Erfurt (epd). Die Jüdische Landesgemeinde in Thüringen hat die evangelische Kirche aufgefordert, sechs sogenannte Nazi-Glocken schnellstens abzuhängen. "Die anhaltende Unsensibilität gegenüber den Hitlerglocken ist für uns schmerzlich", sagte der Vorsitzende der Jüdischen Landesgemeinde, Reinhard Schramm, der "Thüringer Allgemeinen" (Mittwoch). Aus Kostengründen oder Bequemlichkeit werde eine Art der Traditionspflege zugelassen, die für ihn an Geschichtsvergessenheit grenze.
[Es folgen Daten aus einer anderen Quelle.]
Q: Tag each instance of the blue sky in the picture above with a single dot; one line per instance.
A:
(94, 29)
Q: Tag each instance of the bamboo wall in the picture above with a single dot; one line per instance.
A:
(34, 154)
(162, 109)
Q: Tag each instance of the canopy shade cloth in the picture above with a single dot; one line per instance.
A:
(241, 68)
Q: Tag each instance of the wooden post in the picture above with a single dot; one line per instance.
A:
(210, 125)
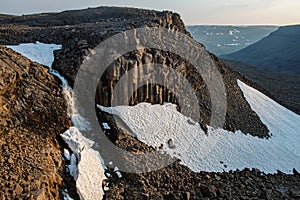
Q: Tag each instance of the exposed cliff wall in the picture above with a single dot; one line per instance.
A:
(32, 114)
(81, 31)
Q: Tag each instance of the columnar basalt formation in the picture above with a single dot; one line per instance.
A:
(80, 35)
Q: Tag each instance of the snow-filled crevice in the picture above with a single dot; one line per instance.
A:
(86, 164)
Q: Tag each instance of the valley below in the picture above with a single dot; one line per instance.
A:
(50, 148)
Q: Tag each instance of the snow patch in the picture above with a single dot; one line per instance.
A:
(220, 149)
(43, 54)
(89, 171)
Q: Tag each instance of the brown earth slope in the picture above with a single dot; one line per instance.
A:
(32, 114)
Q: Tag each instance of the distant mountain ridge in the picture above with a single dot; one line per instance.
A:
(279, 52)
(228, 39)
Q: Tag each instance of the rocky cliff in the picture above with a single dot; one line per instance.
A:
(34, 111)
(32, 115)
(80, 31)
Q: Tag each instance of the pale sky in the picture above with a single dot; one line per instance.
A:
(236, 12)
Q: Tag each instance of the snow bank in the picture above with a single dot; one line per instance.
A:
(85, 163)
(43, 54)
(220, 149)
(37, 52)
(89, 172)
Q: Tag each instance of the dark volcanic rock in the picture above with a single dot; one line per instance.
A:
(32, 115)
(80, 31)
(32, 100)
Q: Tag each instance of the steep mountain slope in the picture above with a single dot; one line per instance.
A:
(278, 52)
(282, 87)
(78, 40)
(173, 181)
(32, 114)
(227, 39)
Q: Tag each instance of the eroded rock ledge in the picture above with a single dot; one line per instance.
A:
(32, 115)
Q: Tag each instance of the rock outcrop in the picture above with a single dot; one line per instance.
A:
(32, 115)
(33, 111)
(81, 31)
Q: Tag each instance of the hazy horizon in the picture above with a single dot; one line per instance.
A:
(193, 12)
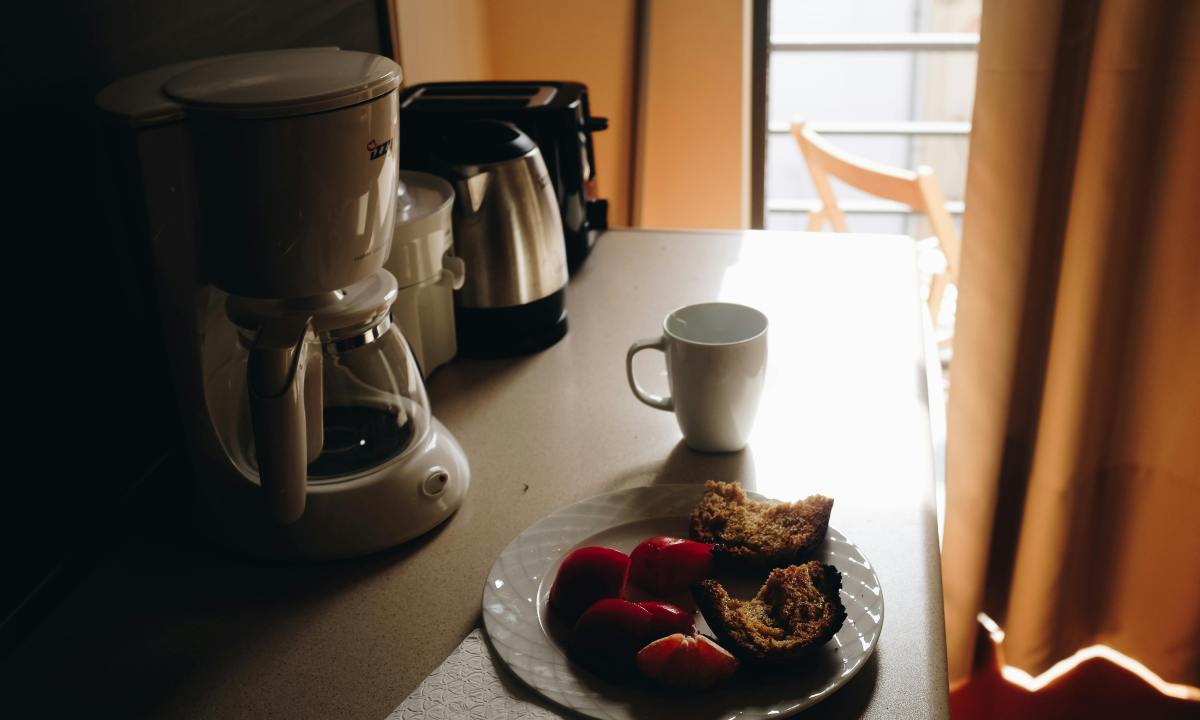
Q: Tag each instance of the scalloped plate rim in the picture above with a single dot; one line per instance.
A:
(561, 690)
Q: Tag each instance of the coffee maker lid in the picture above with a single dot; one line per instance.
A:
(285, 83)
(138, 101)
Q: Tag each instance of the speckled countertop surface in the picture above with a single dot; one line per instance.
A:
(172, 628)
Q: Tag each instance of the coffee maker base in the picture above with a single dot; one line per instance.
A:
(346, 519)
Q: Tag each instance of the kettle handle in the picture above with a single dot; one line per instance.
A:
(276, 375)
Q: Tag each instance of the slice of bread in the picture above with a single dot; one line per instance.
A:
(759, 534)
(796, 611)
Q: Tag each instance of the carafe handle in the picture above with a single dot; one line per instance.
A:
(276, 373)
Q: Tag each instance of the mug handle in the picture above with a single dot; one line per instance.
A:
(654, 401)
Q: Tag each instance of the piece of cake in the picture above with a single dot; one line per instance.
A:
(796, 611)
(759, 534)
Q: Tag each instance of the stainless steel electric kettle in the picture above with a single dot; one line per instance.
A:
(509, 234)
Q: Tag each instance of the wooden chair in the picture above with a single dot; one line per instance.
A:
(918, 190)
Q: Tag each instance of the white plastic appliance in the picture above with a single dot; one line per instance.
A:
(425, 268)
(265, 185)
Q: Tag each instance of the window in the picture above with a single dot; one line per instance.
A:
(891, 81)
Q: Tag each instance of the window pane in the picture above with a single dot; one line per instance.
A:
(787, 178)
(859, 87)
(887, 225)
(841, 16)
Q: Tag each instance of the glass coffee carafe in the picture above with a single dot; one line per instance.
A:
(313, 390)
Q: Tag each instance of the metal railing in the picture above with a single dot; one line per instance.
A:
(877, 42)
(855, 207)
(935, 42)
(919, 127)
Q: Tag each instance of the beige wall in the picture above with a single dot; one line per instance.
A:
(694, 139)
(695, 154)
(442, 40)
(587, 41)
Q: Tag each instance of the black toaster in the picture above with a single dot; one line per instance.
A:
(553, 114)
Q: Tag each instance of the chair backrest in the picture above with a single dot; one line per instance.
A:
(918, 190)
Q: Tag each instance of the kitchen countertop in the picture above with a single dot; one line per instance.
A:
(172, 627)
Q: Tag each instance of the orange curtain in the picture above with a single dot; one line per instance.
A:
(1073, 497)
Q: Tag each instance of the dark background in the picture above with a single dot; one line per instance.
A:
(88, 395)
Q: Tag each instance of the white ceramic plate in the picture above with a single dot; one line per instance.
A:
(531, 641)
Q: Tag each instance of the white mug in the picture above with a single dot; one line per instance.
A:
(717, 363)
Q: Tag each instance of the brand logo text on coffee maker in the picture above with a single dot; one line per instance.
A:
(378, 150)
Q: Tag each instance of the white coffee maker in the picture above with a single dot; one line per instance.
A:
(265, 185)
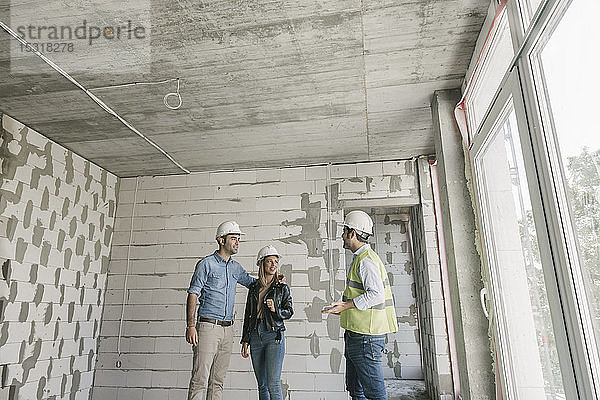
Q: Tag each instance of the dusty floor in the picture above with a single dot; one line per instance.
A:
(399, 389)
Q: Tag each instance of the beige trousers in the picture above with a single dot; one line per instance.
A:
(211, 360)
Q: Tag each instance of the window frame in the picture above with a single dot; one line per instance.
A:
(556, 204)
(497, 114)
(548, 200)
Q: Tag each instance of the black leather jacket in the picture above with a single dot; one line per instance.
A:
(280, 293)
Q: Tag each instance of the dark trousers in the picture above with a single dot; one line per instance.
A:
(364, 374)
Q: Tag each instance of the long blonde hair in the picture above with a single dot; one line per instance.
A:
(262, 276)
(264, 285)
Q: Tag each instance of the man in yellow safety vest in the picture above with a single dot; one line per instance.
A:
(367, 311)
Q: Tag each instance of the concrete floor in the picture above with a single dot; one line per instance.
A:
(402, 389)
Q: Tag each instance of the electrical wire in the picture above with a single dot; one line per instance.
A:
(118, 364)
(90, 95)
(165, 99)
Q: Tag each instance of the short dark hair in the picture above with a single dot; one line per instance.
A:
(360, 235)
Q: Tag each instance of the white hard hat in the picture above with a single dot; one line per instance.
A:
(266, 252)
(360, 221)
(228, 228)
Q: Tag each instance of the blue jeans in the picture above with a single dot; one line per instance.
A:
(364, 376)
(267, 359)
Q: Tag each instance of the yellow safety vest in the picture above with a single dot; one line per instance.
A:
(377, 320)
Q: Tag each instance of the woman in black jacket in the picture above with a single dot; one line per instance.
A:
(269, 303)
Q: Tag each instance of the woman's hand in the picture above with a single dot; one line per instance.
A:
(191, 335)
(271, 305)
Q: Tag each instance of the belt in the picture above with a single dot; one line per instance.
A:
(215, 321)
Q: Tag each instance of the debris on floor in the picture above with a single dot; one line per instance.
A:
(404, 389)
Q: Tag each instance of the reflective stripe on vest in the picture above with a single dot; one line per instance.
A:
(380, 318)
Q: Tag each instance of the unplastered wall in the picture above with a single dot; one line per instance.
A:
(165, 225)
(56, 214)
(402, 359)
Vor einigen Monaten war bekanntgeworden, dass es auch in Thüringen noch Nazi-Glocken gibt. Laut Evangelischer Kirche in Mitteldeutschland (EKM) handelt es sich um sechs Glocken in fünf Kirchen. In den aus Apolda stammenden Glocken sollen keine Hakenkreuze oder Bilder eingraviert sein, versicherte eine Sprecherin der Zeitung. Der Nazizeit zuzuordnen seien sie durch eindeutige Widmungen.
Wo die Glocken hängen, bleibe geheim
Die Landeskirche habe den betroffenen Gemeinden angeboten, die Inschriften und Symbole mit Bezug zur NS-Zeit auf ihre Kosten durch Abschleifen zu entfernen. Die Entscheidung hierüber liege aber beim jeweiligen Gemeindekirchenrat, da die Kirchengemeinden Eigentümerinnen der Kirche seien, sagte die EKM-Sprecherin.
Wo die Glocken hängen, bleibe definitiv geheim. Die Kirchen sollen keine Wallfahrtsorte für Neonazis werden, hieß es zur Begründung. Vor Ort hätten die Enthüllungen große Betroffenheit ausgelöst, so die Sprecherin. Man gehe bei der Kirchenleitung von einem sensiblen Umgang mit den Glocken aus.